Francesco NICOLOSI FAZIO- Teti (ispirato alla pittura di L. Liberatori)

 

Io Scrivo


 

TETI

 

 

 

 

 

 

 

 

 

Componimento ispirato all’opera pittorica di Loris Liberatori

°°°°

Placide acque, laguna tropicale. Immergersi d’essere rilancia, come risacca, al remoto momento, non ancor nascita a-vita.

Amniotico liquore, calde materne acque che, del primordiale fluido, salinità esatta corrisponde. Dolce terra di Francia e poesia, che col medesimo dire invochi la madre e il mare solchi, perché stessa natura avverti. Questo cerchiamo, nei pochi-tanti anni a venire, dall’alto destinati a contarli, vorremmo calma e silenzio, o soltanto ovattato rumore, come di cantilena, che materno ventre ottunde.

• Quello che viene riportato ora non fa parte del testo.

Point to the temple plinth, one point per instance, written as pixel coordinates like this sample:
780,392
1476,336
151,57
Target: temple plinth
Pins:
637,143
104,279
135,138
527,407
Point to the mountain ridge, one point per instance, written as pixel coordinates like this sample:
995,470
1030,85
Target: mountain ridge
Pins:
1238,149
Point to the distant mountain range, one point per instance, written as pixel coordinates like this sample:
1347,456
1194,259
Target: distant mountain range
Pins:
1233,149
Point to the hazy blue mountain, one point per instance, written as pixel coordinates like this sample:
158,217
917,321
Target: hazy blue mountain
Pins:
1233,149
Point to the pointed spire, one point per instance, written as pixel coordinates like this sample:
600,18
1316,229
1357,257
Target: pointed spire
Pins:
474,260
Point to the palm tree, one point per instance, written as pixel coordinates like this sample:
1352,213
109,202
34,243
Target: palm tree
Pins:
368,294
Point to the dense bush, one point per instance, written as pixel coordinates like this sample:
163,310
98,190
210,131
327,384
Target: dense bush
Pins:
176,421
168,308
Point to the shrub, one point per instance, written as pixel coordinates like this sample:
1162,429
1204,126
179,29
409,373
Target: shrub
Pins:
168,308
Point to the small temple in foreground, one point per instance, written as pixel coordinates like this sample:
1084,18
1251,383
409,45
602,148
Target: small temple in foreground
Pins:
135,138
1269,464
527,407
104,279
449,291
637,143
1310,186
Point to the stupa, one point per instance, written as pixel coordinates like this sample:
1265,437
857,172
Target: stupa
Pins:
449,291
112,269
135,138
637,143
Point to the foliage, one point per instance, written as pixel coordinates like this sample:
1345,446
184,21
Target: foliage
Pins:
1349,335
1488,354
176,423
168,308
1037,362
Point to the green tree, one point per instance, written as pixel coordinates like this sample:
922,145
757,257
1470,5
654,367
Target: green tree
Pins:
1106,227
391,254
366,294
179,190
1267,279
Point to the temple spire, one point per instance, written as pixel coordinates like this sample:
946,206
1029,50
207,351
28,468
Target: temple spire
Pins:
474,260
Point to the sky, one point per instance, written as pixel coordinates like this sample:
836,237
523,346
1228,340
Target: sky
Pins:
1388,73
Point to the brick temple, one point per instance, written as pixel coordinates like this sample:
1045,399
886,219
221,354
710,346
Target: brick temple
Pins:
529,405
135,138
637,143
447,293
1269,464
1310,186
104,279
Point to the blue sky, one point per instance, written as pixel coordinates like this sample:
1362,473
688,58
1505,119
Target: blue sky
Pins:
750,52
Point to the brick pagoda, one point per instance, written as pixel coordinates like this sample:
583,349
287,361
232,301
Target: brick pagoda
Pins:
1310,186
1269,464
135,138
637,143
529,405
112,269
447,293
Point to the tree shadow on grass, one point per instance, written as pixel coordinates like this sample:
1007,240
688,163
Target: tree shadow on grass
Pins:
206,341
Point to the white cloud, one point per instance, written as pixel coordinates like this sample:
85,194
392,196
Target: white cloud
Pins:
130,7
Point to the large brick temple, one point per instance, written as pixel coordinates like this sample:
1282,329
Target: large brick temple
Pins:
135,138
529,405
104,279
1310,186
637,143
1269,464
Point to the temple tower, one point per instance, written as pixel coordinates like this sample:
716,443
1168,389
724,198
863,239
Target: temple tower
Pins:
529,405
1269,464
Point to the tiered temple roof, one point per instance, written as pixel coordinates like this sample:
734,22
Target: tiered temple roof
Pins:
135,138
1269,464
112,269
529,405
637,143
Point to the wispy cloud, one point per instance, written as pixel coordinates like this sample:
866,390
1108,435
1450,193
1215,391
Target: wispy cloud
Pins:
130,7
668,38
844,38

Poi natura ci chiama e gridando varchiamo del mistero la soglia, della vita porta l’amore, onda calda e sanguigna, ci consegna esistenza, così per il resto dei giorni sempre aggiunge tempesta a battaglia, solo nel peggiore momento, cade solitario silenzio, che precede e conclude, beffardo, notti, veglie e furori dolori.

Scorgo, profondo mare insonne, che sull’onda crespa e vibrante, racconta, scabra marea della luna, col suono-soltanto, viaggi e guerre odierno Odisseo, nocchiero anche lui d’Adamo stirpe, naufràghi entrambi, di sogni, regni  e religioni. Perché noi restiamo, per sempre, sofferenti ed indegni, figli d’Eva e d’Ulisse. Meno lieti saranno, color tra noi, che più di un morso diedero al frutto che, aspro sapore, ci demarca, entro  le coscienze, il vago confine, tra il bene e l’opposto. Sorge conflitto di masse e di maree che cercano ancora, e sempre, di sormontare fluide colline, placide e impervie, come dune sabbiose di blu-mare deserto, dove vaga sentimento sperduto.

L’aria, sormonta e accavalla relitti di pensiero, l’acqua, d’onda che dal fuoco, lontano sole mossa a vento, infrange terra, infrange e traccia anche duro granito immoto. Negli abissi profondi in te nacque la vita, forse divino disegno, mistero antelucano. Laggiù nell’anfratto segreto, avvenne primordiale contatto, dove anima riunisti per sempre, con l’alito di fiamma divina, quattro elementi ottusi,. amorfi, altrimenti.

Come restare indenni, dalla forte vision d’onda scatenante motivi, di passioni e sconfitte. Muggita tempesta, fluido pensiero ci cinge le tempie che, solo per questo, ci fanno come schiuma imbiancare, prima degli anni. Nell’attimo fugge l’istantanea scultura, che forze irruenti ci spostano in ere lontane, quando, nocchieri di noi stessi, navigammo liberi e sicuri, come “fera” di mare.

Salsedine salmastra sentiamo col solo sguardo, mentre cristalli antichi di sale saggio brillano al volto, cuoio crespo e svogliato, relitti noi stessi dell’ennesimo naufragio. Richiami di sirene riusciamo a definire, ancor nel furor di tempesta, note eccelse, disperate e contente, che non per sempre configurano a noi, final voglia d’abisso.

Mente. Mano. Pennello. Solo se natura segui, conosci la tua via, che il divino conduce, nostra scelta in porto.

Navigare in tempesta, acquieta il core.